Certain motifs run through the terroir terrain. Mountains pop up again and again. Many foods, across all sorts of categories, seem to develop a particular intensity when raised in the rarified air of the highlands or otherwise stressed. Slowness is another recurring theme. It’s almost as if goodness can only accumulate so fast in a thing, no matter the production tricks. Which explains the steady tension between quality and quantity: artisans constantly battle the siren song of higher yield. On a lighter note, yeast plays a role in creating many foods and drinks. Gourmets are to yeast as remoras are to sharks: just happy to be along for the ride. Sex rears its head with regularity, because most of our calories come from “repurposing” other organisms’ reproductive energy. The realms of food and sex have been blurred on this planet for millions of years. Just ask a flower.
Ultimately, these threads point to some commonality between plants and animals we tend to think of as being utterly unalike. I used to get annoyed by wine writers who would describe a wine flavor as, say, “raspberry,” until I learned enough chemistry to realize that it really is the same compound. We tend to think of each type of fruit, vegetable, animal, or fungus as being completely unique, but DNA is DNA. Not matter how far removed we are from our common microbial ancestors, we all face similar challenges. We’re all working from the same pool of materials. Nature has only so many aroma molecules in her bag of tricks, only so many ways of combining carbon, hydrogen, and nitrogen atoms, so if a cheese smells fishy, some dairy protein has been broken down into the same molecule that turns up in fish protein. Berries, apples, and maple leaves all independently discovered the same compound to turn themselves red. A wine can taste appley when it’s full of malic acid, the tart acid found in apples, and creamy when this acid transforms into lactic acid, the dominant acid in milk. The same essence is found in Yirgacheffe coffee, Darjeeling tea, and Chanel #5. It’s not a metaphor; it’s the deep structure of life.

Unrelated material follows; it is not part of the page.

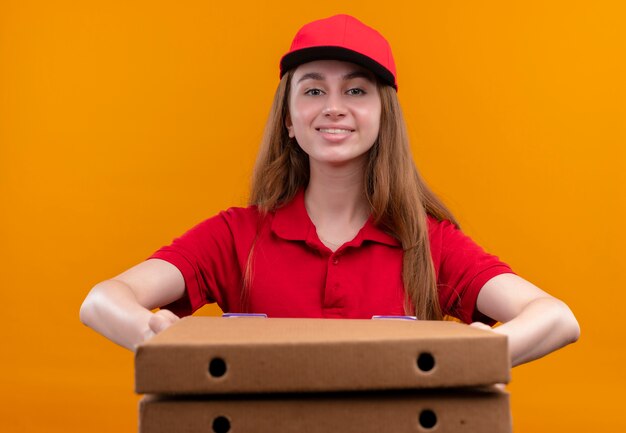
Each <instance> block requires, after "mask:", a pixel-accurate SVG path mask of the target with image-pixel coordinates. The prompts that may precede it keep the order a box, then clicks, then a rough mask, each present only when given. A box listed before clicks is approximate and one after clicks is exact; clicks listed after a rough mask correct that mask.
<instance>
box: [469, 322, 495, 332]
mask: <svg viewBox="0 0 626 433" xmlns="http://www.w3.org/2000/svg"><path fill="white" fill-rule="evenodd" d="M470 326H472V327H474V328H479V329H484V330H486V331H492V329H491V327H490V326H489V325H485V324H484V323H482V322H473V323H470Z"/></svg>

Excerpted from American Terroir: Savoring the Flavors of our Woods, Waters, and Fields, Bloomsbury USA, 2010. Reprinted by permission.
[1] In the name of sanity, I limit my range to North America, and use “American” to refer to the whole continent, not just red-white-and-blue Yankees. Admittedly, in my coffee chapter I creep down to Central America, but officially that isthmus gets lumped with North America anyway.
[2] Famously, France has no equivalent for our term “winemaker.” A vigneron is more a wine-grower; the wine is not made so much as coaxed into existence.
[3] And not just wine. As you’ll see in my chapter on maple syrup, for example, the lightest, most ethereal syrups—the ones with less flavor—were always the favorites of Vermont farm families.